RECHTBANK 'S-GRAVENHAGE
SECTOR STRAFRECHT
MEERVOUDIGE KAMER
(VERKORT VONNIS)
parketnummer 09/926003-01
's-Gravenhage, 15 juli 2002
De rechtbank 's-Gravenhage, rechtdoende in strafzaken, heeft het navolgende vonnis gewezen in de zaak van de officier van justitie tegen de verdachte:
[verdachte],
geboren op [geboortedatum] te [geboorteplaats],
wonende te [woonplaats], [adres], thans gedetineerd in het Penitentiair Centrum Scheveningen, Unit 1, Huis van Bewaring, 's-Gravenhage.
De terechtzitting.
Het onderzoek is gehouden ter terechtzitting van 1 juli 2002 .

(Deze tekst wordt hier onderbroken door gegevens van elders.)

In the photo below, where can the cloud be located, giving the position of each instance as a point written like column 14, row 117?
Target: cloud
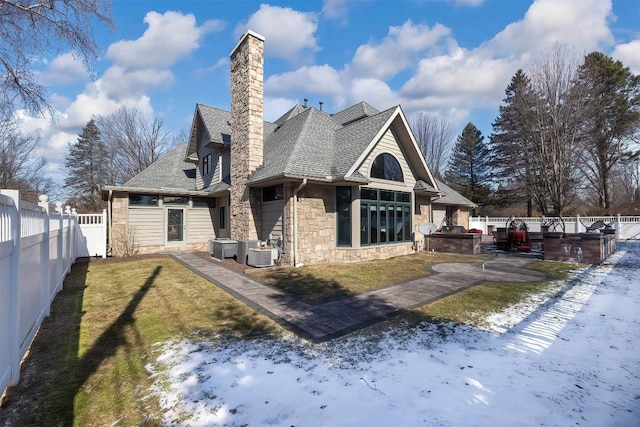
column 317, row 79
column 62, row 70
column 289, row 34
column 398, row 50
column 627, row 53
column 335, row 9
column 170, row 37
column 139, row 66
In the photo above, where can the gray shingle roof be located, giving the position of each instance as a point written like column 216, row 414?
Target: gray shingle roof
column 353, row 113
column 451, row 197
column 170, row 171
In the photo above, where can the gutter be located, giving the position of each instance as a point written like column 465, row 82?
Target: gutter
column 295, row 223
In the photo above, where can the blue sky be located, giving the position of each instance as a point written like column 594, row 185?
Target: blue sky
column 453, row 58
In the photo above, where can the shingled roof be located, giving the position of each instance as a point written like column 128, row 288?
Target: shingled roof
column 169, row 172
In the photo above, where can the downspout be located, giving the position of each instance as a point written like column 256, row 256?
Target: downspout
column 110, row 220
column 295, row 223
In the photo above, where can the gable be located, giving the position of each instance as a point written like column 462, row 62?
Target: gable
column 388, row 143
column 395, row 137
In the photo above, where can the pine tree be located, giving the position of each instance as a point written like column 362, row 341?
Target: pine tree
column 613, row 99
column 85, row 163
column 469, row 171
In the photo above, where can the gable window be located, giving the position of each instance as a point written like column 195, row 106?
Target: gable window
column 206, row 164
column 343, row 215
column 385, row 216
column 385, row 166
column 273, row 193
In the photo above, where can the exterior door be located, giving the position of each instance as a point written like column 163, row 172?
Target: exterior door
column 175, row 225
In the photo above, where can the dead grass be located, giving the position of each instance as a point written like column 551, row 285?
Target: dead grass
column 87, row 364
column 472, row 306
column 320, row 283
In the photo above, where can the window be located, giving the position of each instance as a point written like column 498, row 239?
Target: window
column 343, row 215
column 206, row 164
column 385, row 166
column 385, row 216
column 175, row 200
column 270, row 194
column 143, row 200
column 222, row 218
column 199, row 202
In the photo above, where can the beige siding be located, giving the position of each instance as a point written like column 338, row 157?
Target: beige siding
column 388, row 144
column 148, row 225
column 200, row 225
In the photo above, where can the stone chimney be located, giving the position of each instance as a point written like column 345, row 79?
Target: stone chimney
column 247, row 75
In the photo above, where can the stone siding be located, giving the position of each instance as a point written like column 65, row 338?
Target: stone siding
column 247, row 74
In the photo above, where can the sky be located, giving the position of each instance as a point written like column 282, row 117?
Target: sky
column 567, row 357
column 449, row 58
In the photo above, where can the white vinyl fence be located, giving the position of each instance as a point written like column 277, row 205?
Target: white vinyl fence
column 37, row 249
column 627, row 227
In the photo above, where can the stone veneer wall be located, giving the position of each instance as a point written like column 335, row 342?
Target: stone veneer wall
column 317, row 230
column 590, row 248
column 247, row 74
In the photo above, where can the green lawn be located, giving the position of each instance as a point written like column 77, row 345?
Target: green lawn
column 86, row 366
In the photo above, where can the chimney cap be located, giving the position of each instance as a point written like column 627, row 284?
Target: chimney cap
column 244, row 36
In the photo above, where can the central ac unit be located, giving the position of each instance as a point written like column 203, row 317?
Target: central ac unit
column 262, row 257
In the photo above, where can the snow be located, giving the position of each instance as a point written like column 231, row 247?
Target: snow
column 560, row 360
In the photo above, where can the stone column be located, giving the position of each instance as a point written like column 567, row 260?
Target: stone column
column 247, row 74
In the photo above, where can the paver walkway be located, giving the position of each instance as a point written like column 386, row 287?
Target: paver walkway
column 321, row 322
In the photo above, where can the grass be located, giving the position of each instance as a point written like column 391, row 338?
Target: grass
column 87, row 364
column 320, row 283
column 472, row 306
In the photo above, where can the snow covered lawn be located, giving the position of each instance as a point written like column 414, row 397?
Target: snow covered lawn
column 573, row 359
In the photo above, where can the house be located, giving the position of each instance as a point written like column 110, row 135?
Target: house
column 451, row 208
column 341, row 187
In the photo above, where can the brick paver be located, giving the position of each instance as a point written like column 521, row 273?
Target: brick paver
column 320, row 322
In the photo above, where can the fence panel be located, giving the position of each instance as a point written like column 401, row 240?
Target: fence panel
column 627, row 227
column 37, row 249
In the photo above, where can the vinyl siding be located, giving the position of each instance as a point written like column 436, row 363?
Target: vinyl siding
column 200, row 225
column 388, row 144
column 148, row 224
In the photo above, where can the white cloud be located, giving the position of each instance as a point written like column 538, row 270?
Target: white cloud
column 138, row 66
column 583, row 24
column 170, row 37
column 63, row 69
column 335, row 9
column 629, row 55
column 289, row 34
column 397, row 51
column 318, row 79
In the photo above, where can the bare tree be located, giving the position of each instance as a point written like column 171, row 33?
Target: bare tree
column 20, row 167
column 31, row 29
column 133, row 142
column 435, row 137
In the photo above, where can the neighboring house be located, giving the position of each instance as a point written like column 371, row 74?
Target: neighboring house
column 340, row 187
column 452, row 208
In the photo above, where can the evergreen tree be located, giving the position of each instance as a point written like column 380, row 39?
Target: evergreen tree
column 86, row 164
column 613, row 105
column 469, row 171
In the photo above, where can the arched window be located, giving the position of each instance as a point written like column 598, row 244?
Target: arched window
column 385, row 166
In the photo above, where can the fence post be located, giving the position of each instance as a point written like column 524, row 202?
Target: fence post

De verdachte, bijgestaan door de raadsman mr P.J. Hoogendam, is verschenen en gehoord.
Er hebben zich benadeelde partijen gevoegd.
De officier van justitie mr Van der Heem heeft gevorderd dat verdachte terzake van het hem bij dagvaarding primair telastgelegde (moord) wordt vrijgesproken en terzake van het (impliciet) subsidiair telastgelegde wordt veroordeeld wegens doodslag tot een gevangenisstraf voor de duur van 5 jaar, met aftrek van de tijd in verzekering en voorlopige hechtenis doorgebracht, dat verdachte ter beschikking wordt gesteld en dat verdachte van overheidswege wordt verpleegd.
De officier van justitie heeft voorts gevorderd dat de blijkens de Lijst van inbeslaggenomen, niet teruggegeven voorwerpen - hierna te noemen Beslaglijst, waarvan een fotokopie, gemerkt C, aan dit vonnis is gehecht - onder verdachte inbeslaggenomen voorwerpen genummerd 1, 2, 6, 11, 13 en 14 zullen worden onttrokken aan het verkeer, en dat de blijkens de Beslaglijst inbeslaggenomen voorwerpen genummerd 3, 4, 5, 8, 22 en 23 zullen worden verbeurdverklaard, dat de blijkens de Beslaglijst inbeslaggenomen voorwerpen genummerd 12, 15, 16, 17, 18, 19, 20 en 21 zullen worden terugggeven aan verdachte en dat de blijkens de Beslaglijst inbeslaggenomen voorwerpen genummerd 7, 9 en 10 zullen worden bewaard ten behoeve van de rechthebbende(n).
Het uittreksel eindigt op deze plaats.